Evacuation routes were clogged with people attempting to flee the growing blaze, the Sacramento Bee reported, and first responders expressed concern about whether they could escape.

Many people took to social media to register their distress.

More than 20,000 people had been evacuated the San Francisco Chronicle reported.

Cal Fire officials warned that the blaze could enter the city of Chico, a college town of about 93,000 about six miles from Paradise.

"Right now, Mother Nature is in charge," spokesman Bryce Bennett told the Bee.

The National Weather Service had predicted dangerous fire weather conditions in California because of Santa Ana winds, which roar in from the east and accelerate down California's north-to-south-oriented mountain slopes.

Red flag warnings for "critical fire weather conditions" were in effect not only for the Sacramento Valley but also through Central and Southern California.

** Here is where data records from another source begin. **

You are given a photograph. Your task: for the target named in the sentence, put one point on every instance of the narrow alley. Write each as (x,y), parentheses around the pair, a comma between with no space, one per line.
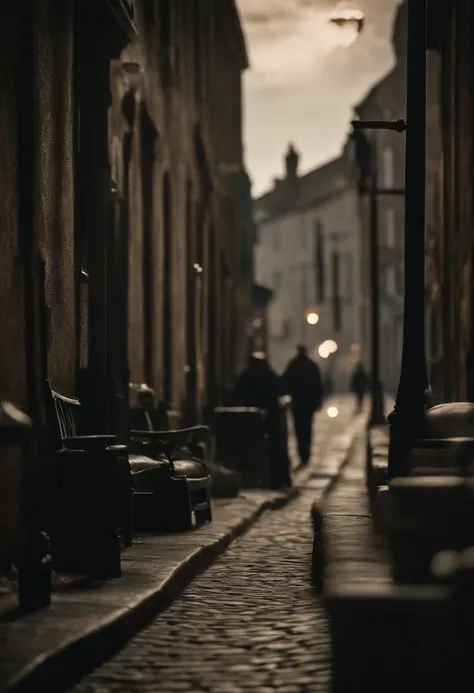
(251,622)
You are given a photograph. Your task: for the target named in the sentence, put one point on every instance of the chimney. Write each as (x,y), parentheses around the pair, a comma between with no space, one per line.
(291,163)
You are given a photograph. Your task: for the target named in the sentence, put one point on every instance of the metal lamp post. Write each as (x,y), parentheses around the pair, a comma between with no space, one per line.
(377,416)
(407,420)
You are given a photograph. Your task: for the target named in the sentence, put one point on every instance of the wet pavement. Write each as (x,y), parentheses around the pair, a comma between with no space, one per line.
(251,622)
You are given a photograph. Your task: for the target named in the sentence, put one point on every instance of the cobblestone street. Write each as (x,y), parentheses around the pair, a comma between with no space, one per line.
(249,623)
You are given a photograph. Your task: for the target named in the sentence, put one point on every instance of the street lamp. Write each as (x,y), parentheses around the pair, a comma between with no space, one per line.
(407,420)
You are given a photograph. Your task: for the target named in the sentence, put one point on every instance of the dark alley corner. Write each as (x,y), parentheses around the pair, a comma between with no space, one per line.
(236,417)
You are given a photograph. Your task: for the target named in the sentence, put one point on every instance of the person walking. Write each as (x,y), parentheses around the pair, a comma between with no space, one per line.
(259,386)
(359,385)
(303,382)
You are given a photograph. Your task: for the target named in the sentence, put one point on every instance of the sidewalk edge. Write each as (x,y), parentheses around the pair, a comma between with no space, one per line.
(63,667)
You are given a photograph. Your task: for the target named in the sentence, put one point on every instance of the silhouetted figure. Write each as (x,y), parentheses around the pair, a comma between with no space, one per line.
(328,384)
(359,385)
(259,386)
(302,381)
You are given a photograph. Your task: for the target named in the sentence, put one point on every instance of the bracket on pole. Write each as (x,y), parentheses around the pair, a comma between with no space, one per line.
(395,125)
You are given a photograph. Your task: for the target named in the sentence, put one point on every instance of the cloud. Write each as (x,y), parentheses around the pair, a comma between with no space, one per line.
(301,85)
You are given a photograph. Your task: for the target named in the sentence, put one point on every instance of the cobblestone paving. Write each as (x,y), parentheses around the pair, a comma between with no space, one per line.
(249,623)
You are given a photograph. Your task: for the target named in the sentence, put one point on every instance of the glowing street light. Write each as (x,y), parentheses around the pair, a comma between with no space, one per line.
(322,351)
(331,346)
(327,348)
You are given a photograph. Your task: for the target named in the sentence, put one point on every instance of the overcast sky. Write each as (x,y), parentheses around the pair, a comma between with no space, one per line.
(301,83)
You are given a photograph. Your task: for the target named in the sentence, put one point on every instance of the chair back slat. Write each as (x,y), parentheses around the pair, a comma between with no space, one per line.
(63,415)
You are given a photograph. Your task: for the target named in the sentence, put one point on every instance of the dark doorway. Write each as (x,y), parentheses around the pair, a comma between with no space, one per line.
(168,289)
(148,143)
(192,280)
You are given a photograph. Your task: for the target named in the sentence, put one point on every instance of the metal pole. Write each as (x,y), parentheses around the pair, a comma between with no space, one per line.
(377,412)
(34,567)
(407,421)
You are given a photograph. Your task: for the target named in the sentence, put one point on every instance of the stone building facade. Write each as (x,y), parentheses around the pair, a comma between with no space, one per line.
(387,101)
(308,253)
(127,236)
(450,212)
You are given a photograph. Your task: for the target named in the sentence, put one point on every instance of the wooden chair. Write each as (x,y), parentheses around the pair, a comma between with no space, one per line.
(176,498)
(94,493)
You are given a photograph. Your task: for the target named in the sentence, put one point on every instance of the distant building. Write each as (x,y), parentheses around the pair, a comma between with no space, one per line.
(307,252)
(387,101)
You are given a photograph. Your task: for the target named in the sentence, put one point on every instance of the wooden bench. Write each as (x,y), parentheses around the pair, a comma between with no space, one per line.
(242,444)
(176,495)
(94,493)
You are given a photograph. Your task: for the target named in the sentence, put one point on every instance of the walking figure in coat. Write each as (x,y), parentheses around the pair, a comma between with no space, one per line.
(359,385)
(303,382)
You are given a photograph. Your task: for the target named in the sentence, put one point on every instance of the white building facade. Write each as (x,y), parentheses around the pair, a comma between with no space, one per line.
(308,253)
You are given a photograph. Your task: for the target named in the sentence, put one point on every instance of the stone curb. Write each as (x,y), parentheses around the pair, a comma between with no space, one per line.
(60,669)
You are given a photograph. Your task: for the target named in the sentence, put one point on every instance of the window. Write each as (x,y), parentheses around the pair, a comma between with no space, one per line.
(302,235)
(276,281)
(349,287)
(388,165)
(319,260)
(276,239)
(336,298)
(390,227)
(390,281)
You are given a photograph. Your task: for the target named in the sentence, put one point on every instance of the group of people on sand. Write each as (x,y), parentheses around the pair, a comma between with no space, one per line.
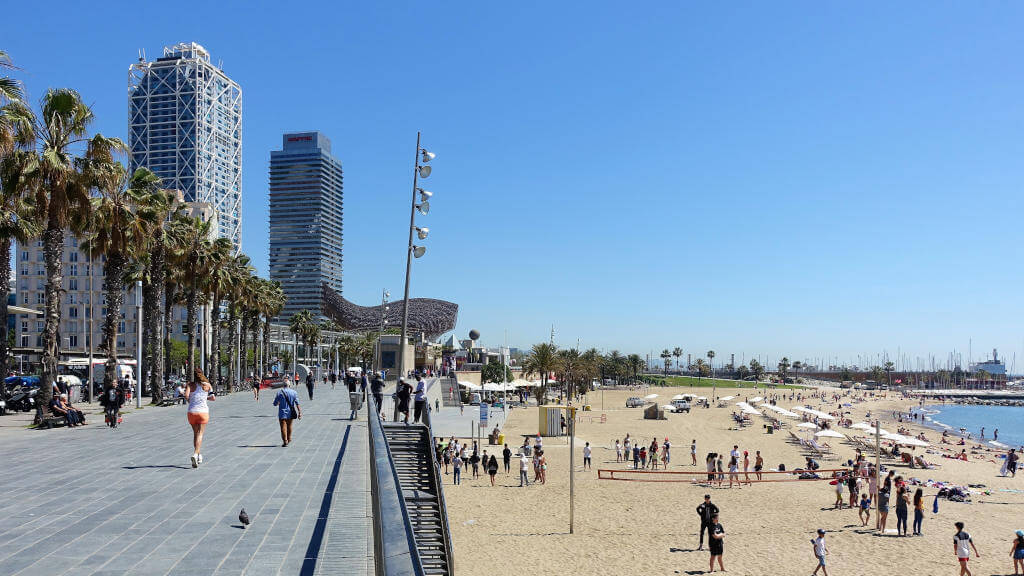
(642,456)
(199,393)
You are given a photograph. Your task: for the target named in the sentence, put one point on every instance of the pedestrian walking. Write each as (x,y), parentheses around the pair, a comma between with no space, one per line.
(706,511)
(820,551)
(377,388)
(716,542)
(287,402)
(421,399)
(199,413)
(1017,552)
(457,469)
(403,393)
(962,547)
(493,468)
(902,502)
(919,510)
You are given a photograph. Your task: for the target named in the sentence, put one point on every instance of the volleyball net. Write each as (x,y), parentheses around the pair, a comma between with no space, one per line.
(706,478)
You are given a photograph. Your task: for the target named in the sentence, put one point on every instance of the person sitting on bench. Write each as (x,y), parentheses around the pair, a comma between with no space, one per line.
(60,409)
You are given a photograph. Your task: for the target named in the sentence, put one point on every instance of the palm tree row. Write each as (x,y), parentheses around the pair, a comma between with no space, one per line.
(56,177)
(577,370)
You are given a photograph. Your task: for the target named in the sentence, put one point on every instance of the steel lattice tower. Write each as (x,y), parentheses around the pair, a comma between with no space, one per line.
(185,125)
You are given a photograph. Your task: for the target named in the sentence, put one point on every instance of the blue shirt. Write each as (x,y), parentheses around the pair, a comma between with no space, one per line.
(284,401)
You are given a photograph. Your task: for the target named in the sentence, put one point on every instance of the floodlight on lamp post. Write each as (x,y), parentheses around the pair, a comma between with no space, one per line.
(420,170)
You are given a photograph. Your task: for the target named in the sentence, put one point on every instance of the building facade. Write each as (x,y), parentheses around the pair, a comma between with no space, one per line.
(306,214)
(185,126)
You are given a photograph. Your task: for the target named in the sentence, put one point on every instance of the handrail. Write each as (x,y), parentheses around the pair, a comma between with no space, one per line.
(442,505)
(394,542)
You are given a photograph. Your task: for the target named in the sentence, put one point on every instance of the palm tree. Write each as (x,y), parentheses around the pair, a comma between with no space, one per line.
(299,325)
(783,366)
(17,222)
(123,217)
(196,249)
(889,367)
(64,124)
(218,279)
(238,295)
(636,364)
(274,303)
(542,360)
(165,205)
(568,368)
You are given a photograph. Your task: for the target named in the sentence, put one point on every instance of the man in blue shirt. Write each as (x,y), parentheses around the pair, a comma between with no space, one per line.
(287,402)
(421,399)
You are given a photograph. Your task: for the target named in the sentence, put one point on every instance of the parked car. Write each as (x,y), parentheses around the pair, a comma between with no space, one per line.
(680,406)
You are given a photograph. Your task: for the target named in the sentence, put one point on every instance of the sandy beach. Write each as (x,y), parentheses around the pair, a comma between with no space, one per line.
(651,528)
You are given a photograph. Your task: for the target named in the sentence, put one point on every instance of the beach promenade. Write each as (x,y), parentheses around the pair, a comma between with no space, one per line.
(98,501)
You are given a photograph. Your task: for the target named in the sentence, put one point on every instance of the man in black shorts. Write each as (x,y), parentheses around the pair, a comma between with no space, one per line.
(707,511)
(716,541)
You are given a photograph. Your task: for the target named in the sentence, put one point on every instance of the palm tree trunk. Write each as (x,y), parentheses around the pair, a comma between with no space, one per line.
(214,365)
(254,328)
(192,300)
(154,348)
(52,252)
(5,290)
(266,345)
(169,293)
(231,347)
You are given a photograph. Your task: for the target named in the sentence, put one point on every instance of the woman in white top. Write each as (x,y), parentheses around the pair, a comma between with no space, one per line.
(199,413)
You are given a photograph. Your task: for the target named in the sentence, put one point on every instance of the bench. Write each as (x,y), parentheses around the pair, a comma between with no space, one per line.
(51,422)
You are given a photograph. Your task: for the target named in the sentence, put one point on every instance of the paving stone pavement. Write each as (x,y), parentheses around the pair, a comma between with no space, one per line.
(126,501)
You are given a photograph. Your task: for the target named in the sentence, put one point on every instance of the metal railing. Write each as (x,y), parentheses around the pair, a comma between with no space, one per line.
(441,504)
(394,542)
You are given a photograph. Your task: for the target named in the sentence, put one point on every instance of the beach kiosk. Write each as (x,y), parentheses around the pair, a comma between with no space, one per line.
(551,419)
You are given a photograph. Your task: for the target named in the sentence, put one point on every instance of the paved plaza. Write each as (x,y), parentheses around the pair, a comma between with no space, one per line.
(101,501)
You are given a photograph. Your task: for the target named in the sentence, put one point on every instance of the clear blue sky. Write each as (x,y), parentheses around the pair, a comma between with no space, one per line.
(762,178)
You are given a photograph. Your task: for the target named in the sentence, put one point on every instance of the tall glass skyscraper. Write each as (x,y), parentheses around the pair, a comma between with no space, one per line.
(185,125)
(305,220)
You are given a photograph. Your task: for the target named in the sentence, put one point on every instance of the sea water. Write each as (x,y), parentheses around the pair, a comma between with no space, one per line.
(1009,420)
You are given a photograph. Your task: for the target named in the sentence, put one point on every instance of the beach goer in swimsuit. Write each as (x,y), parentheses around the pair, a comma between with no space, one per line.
(962,547)
(716,543)
(198,393)
(1017,552)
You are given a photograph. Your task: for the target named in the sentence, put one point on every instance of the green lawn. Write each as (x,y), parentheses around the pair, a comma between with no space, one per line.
(710,382)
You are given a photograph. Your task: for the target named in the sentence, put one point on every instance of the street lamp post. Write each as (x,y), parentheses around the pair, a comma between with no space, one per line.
(138,344)
(420,171)
(380,336)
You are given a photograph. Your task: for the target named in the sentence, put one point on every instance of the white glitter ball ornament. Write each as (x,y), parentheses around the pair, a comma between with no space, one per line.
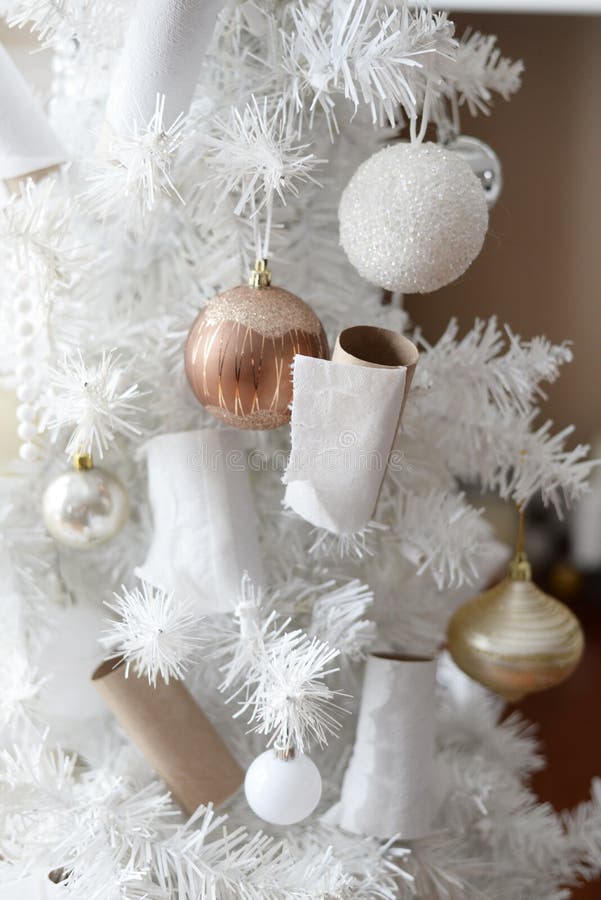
(413,218)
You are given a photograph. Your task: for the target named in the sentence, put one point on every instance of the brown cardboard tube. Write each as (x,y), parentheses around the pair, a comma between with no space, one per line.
(379,348)
(174,735)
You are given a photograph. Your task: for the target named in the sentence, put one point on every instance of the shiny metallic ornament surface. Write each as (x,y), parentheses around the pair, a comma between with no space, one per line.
(85,507)
(515,639)
(240,349)
(483,162)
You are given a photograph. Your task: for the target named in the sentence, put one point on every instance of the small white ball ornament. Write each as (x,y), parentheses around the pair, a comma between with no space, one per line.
(85,507)
(484,163)
(282,791)
(413,217)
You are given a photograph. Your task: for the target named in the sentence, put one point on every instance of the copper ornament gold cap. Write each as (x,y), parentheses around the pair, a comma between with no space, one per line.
(514,639)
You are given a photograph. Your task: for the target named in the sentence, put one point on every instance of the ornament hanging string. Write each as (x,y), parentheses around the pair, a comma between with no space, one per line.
(418,137)
(262,241)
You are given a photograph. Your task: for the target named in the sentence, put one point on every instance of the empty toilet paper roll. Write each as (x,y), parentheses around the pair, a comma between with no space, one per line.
(28,145)
(174,735)
(164,47)
(388,787)
(205,522)
(345,416)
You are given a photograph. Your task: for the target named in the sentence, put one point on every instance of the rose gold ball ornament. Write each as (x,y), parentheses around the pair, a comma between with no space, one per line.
(240,349)
(515,639)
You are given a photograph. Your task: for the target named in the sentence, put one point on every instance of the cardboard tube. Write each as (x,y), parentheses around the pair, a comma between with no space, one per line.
(377,348)
(345,416)
(388,787)
(28,145)
(174,735)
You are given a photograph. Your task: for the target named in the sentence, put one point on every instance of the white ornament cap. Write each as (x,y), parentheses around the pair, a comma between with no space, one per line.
(282,791)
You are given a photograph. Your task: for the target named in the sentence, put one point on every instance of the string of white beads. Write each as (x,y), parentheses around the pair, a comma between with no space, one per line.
(27,389)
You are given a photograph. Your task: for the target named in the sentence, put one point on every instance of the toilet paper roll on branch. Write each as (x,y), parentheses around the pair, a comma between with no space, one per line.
(174,735)
(205,521)
(345,416)
(388,787)
(28,145)
(164,48)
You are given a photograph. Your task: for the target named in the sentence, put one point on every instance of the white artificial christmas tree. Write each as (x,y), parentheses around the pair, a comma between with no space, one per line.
(202,137)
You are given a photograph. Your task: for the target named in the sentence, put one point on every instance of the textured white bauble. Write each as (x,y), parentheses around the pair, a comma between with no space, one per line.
(66,663)
(85,507)
(484,163)
(413,218)
(282,791)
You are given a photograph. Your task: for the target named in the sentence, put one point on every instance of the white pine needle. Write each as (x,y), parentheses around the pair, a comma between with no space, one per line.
(96,398)
(156,633)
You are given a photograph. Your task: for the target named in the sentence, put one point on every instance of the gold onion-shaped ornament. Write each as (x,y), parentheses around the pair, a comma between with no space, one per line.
(514,639)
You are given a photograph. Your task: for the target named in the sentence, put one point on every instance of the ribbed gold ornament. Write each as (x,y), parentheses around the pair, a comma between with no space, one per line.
(515,639)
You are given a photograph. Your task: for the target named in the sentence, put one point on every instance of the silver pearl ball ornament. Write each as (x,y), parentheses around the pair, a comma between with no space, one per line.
(484,163)
(85,507)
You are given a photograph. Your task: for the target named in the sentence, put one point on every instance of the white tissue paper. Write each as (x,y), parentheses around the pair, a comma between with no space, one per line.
(389,787)
(164,47)
(205,522)
(27,142)
(344,421)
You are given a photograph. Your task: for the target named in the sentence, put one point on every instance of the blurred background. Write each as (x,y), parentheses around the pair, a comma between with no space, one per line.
(540,272)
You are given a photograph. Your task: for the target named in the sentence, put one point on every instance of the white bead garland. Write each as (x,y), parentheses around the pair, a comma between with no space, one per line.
(413,217)
(27,389)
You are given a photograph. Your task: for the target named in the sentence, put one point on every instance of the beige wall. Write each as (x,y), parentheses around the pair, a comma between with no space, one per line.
(540,270)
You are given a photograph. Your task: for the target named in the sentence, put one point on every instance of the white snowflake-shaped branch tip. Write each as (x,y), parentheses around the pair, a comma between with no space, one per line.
(544,465)
(253,154)
(99,22)
(480,70)
(157,633)
(37,238)
(442,535)
(337,617)
(366,53)
(137,169)
(93,397)
(292,701)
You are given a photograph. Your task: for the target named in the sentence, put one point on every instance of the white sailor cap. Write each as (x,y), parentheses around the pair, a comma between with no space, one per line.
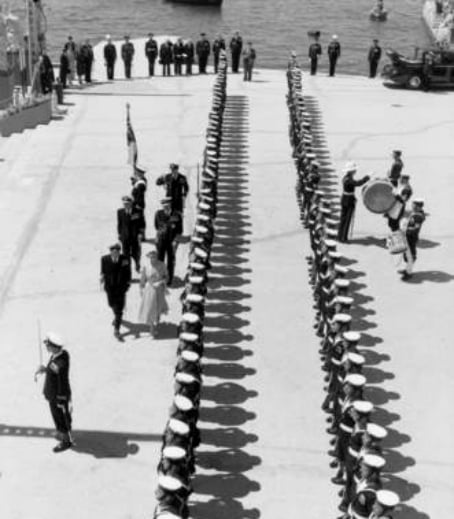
(342,318)
(363,406)
(201,229)
(185,378)
(197,266)
(351,336)
(355,380)
(355,358)
(374,461)
(194,298)
(331,244)
(200,253)
(54,339)
(179,427)
(169,482)
(387,498)
(172,452)
(189,337)
(340,269)
(195,280)
(183,403)
(334,254)
(190,356)
(349,167)
(343,300)
(376,431)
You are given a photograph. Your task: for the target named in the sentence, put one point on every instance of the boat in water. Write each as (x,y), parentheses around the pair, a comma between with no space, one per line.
(378,16)
(198,2)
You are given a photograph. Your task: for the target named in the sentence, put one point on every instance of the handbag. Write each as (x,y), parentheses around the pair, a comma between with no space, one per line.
(397,242)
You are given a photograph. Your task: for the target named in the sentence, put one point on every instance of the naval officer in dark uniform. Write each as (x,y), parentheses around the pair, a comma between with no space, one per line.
(57,390)
(348,200)
(115,279)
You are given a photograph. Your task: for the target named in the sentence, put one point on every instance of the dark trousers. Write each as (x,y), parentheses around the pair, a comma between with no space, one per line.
(345,223)
(314,63)
(132,249)
(248,66)
(164,248)
(151,66)
(116,301)
(61,415)
(373,65)
(203,60)
(110,68)
(88,67)
(235,61)
(128,65)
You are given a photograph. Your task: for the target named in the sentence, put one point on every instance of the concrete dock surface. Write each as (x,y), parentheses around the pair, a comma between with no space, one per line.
(264,445)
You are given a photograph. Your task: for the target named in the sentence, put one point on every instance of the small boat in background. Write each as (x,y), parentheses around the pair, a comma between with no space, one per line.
(198,2)
(378,16)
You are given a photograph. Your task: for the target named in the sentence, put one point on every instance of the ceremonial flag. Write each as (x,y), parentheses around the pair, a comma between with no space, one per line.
(130,140)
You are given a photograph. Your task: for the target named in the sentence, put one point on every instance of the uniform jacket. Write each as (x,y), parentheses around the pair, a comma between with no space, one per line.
(116,276)
(374,53)
(315,50)
(110,53)
(203,48)
(151,49)
(218,45)
(129,226)
(334,49)
(56,383)
(236,45)
(127,51)
(176,188)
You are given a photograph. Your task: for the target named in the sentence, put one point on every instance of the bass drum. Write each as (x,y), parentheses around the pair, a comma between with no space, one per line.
(378,196)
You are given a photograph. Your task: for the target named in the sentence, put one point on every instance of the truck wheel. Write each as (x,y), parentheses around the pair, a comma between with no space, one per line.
(414,82)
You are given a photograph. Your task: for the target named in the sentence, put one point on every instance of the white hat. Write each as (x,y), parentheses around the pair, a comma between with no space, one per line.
(189,337)
(169,482)
(355,380)
(190,317)
(342,318)
(185,378)
(173,452)
(387,498)
(179,427)
(54,339)
(183,403)
(376,431)
(194,298)
(355,358)
(374,461)
(363,406)
(351,336)
(190,356)
(350,166)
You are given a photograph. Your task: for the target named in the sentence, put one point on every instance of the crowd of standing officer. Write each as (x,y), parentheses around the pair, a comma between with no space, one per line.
(182,54)
(356,440)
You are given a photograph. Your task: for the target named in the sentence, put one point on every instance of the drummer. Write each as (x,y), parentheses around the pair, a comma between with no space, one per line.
(402,194)
(348,200)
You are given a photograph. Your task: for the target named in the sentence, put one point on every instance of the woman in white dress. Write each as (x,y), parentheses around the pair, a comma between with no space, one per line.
(153,282)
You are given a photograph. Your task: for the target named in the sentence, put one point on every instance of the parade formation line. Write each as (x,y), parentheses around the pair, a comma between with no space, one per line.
(263,440)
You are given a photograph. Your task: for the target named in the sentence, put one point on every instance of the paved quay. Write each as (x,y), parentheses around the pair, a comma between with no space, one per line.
(263,451)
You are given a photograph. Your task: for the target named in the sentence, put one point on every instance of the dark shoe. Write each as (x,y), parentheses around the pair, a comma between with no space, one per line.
(62,446)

Wind gusts of 50 mph were expected in many locations.

The gusts blowing down the mountain slopes not only fan flames but also dry out the land surface, lowering relative humidity levels to 10 percent - creating tinderbox conditions for the spread of fire.

There were 23.4 million Californians under red flag warnings Thursday into early Friday, after which the winds should ease and give responders improving conditions for battling the blaze.

California has experienced debilitating fires of unprecedented regularity in the past few years. In August, the Mendocino Complex fire became the largest wildfire ever recorded in the state, eventually burning more than 400,000 acres.

The previous record had been set less than a year before in another catastrophic fire that burned through more than 280,000 acres in Ventura and Santa Barbara counties. In October 2017, some 21 wildfires burned nearly 95,000 acres and 7,000 buildings in Sonoma and Napa counties in the heart of California’s wine country, killing 40 people.